Overview
Pixtral 12B was Mistral AI's first multimodal (vision-language) model, announced on 17 September 2024. It pairs a 12-billion-parameter text decoder, built on Mistral NeMo, with a 400-million-parameter vision encoder that Mistral trained from scratch. The combined model reads interleaved images and text in a single 128K-token context window and is released under the permissive Apache 2.0 license with the weights published on Hugging Face as pixtral-12b-2409.
Architecturally, Pixtral 12B was notable for ingesting images at their native resolution and aspect ratio rather than forcing every image into a fixed square. It uses RoPE-2D position encodings in the vision encoder and a 16×16 patch size, so the number of tokens spent on an image scales with the image, and a prompt can contain any number of images.
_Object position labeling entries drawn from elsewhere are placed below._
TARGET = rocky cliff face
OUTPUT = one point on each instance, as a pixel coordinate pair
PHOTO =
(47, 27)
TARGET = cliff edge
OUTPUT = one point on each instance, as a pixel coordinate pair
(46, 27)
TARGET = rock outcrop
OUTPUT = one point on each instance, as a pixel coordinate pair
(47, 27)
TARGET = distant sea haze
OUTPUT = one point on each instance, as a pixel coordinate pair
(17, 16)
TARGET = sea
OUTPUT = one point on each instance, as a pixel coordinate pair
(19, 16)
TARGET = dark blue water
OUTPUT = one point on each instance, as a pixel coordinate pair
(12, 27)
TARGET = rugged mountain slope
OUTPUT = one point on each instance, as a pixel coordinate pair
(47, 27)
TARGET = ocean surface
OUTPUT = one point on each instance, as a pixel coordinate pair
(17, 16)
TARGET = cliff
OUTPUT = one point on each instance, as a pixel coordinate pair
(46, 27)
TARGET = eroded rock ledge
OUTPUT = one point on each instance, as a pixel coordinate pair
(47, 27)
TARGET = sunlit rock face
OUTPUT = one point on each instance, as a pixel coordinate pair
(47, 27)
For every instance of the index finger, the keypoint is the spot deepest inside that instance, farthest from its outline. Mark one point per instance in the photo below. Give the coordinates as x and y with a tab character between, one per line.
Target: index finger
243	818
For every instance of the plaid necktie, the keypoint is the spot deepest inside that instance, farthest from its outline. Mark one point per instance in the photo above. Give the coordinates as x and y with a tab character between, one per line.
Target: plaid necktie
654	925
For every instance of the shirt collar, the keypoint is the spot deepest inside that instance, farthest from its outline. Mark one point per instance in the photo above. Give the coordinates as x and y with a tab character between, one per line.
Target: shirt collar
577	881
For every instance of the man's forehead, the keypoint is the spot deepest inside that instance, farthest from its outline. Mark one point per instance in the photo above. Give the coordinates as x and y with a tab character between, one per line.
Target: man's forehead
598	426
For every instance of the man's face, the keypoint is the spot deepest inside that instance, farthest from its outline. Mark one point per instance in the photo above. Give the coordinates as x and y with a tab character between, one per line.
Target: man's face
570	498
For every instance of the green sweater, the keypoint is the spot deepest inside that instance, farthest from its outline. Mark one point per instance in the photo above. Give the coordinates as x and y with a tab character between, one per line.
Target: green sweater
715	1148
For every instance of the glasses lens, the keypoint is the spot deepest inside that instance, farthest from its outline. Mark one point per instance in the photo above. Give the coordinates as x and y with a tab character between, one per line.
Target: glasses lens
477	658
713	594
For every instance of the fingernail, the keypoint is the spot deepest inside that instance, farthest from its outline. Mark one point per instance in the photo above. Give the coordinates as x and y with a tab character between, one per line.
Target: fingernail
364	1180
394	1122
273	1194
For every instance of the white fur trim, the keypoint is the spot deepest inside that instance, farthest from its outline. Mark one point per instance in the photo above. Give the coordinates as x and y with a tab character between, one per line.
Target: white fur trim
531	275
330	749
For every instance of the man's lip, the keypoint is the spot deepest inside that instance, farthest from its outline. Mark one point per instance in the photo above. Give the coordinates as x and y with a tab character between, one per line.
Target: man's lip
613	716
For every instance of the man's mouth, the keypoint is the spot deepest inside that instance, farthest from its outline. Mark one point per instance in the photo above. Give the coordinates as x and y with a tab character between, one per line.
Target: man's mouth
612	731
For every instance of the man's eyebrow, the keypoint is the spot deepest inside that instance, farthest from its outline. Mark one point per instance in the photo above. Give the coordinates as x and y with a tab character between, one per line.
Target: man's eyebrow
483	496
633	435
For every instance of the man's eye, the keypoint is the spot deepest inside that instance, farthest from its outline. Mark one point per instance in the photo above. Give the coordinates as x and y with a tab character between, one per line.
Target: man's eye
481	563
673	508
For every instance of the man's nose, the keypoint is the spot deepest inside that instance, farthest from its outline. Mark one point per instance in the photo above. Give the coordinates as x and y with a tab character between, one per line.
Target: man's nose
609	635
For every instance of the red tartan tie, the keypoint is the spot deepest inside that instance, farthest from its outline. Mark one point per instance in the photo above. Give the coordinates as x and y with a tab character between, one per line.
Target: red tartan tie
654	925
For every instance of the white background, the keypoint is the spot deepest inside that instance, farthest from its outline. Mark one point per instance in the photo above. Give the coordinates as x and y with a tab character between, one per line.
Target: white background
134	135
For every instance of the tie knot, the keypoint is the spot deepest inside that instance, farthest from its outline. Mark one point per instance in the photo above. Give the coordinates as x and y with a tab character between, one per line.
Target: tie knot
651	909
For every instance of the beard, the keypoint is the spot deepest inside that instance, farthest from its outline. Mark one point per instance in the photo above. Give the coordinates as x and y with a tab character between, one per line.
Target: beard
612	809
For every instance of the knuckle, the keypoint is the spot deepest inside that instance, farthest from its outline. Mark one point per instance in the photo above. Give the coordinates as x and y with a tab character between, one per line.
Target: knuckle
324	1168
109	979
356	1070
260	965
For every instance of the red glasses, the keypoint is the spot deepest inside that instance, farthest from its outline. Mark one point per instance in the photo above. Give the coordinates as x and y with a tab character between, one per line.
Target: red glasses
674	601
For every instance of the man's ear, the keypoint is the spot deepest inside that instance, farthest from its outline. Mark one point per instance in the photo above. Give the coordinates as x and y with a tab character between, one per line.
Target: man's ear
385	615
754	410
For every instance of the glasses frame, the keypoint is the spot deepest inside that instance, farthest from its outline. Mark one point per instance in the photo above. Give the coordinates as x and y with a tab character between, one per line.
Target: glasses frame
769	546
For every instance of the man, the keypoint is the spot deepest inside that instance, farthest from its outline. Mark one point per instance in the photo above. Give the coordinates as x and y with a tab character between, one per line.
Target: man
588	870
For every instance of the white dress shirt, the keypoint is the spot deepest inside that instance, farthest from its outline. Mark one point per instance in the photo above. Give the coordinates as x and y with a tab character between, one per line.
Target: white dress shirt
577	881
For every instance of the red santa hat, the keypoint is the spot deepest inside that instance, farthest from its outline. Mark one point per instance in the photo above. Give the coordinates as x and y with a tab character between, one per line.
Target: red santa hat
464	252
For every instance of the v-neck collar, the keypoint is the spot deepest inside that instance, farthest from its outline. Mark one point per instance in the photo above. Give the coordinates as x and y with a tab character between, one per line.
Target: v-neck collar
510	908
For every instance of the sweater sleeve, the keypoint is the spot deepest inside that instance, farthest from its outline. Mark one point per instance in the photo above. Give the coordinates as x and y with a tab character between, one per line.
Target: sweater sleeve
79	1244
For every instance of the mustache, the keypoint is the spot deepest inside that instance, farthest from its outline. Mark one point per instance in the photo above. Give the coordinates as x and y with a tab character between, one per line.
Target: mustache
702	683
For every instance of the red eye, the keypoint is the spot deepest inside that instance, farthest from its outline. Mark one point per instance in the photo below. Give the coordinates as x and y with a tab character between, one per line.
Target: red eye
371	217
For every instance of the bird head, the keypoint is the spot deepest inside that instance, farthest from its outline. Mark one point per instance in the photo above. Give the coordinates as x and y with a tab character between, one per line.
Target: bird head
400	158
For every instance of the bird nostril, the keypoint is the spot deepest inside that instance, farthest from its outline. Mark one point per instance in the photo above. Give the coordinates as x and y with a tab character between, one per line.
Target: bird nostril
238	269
This made it well suited to documents, charts, diagrams, and natural photos in the same conversation.
Mistral offered Pixtral 12B through its La Plateforme API (model id pixtral-12b-2409) and made it freely usable in the Le Chat web app at launch. Mistral has since deprecated the model: it was moved to the legacy list with a 2 December 2025 deprecation and 31 December 2025 API retirement, with Ministral 3 14B named as the recommended replacement. Because the weights are Apache 2.0, the model can still be downloaded and self-hosted via vLLM or mistral-inference.
| Released | 2024-09-17 |
|---|---|
| License | Apache 2.0 |
| Weights | Open weights |
| Parameters | ~12B decoder + ~400M vision encoder (~12.4B total) |
| Context | 128K tokens (131,072) |
| Max output | Not separately published by Mistral |
| Architecture | Decoder-only transformer (12B, based on Mistral NeMo) paired with a 400M-parameter vision encoder trained from scratch. The decoder has 40 layers, hidden dimension 14,336, 32 attention heads, 8 key-value heads (GQA), head dimension 128, and a 131,072-token vocabulary. The vision encoder has 24 layers, hidden dimension 4,096, 16 heads, a 16×16 patch size, and uses RoPE-2D position encodings so it can ingest images at their native resolution and aspect ratio. Image and text tokens are interleaved in a single 128K context, allowing any number of images per prompt. |
| Knowledge cutoff | Not officially published by Mistral |
| Modalities | text, image |
| Status | Deprecated. Mistral marked pixtral-12b-2409 as a legacy model (deprecated 2 Dec 2025, API retirement 31 Dec 2025) and recommends Ministral 3 14B as the successor. The open weights remain downloadable on Hugging Face under Apache 2.0. |
Benchmarks
- MMMU52%
- MathVista58.3%
- ChartQA81.8%
- DocVQA (ANLS)90.7%
- VQAv278.6%
- MMLU (5-shot, text)69.2%
- HumanEval (text)72%
- MATH (text)48.1%
Scores on a 0–100 scale (25-point gridlines); higher is better. Each benchmark links to its published source.
Pricing
| Input | $0.15 / 1M tokens per 1M tokens |
|---|---|
| Output | $0.15 / 1M tokens per 1M tokens |
Published API price at the September 2024 launch on La Plateforme; the model was also free to use in Le Chat. Pricing no longer applies after the 31 Dec 2025 API retirement; self-hosting the Apache 2.0 weights is free.
Strengths
- Open Apache 2.0 weights — free to download, fine-tune, and self-host with no usage restrictions
- Native variable-resolution image handling (RoPE-2D), so charts, documents and high-res images keep their detail
- Strong document and chart understanding for its size (DocVQA 90.7, ChartQA 81.8)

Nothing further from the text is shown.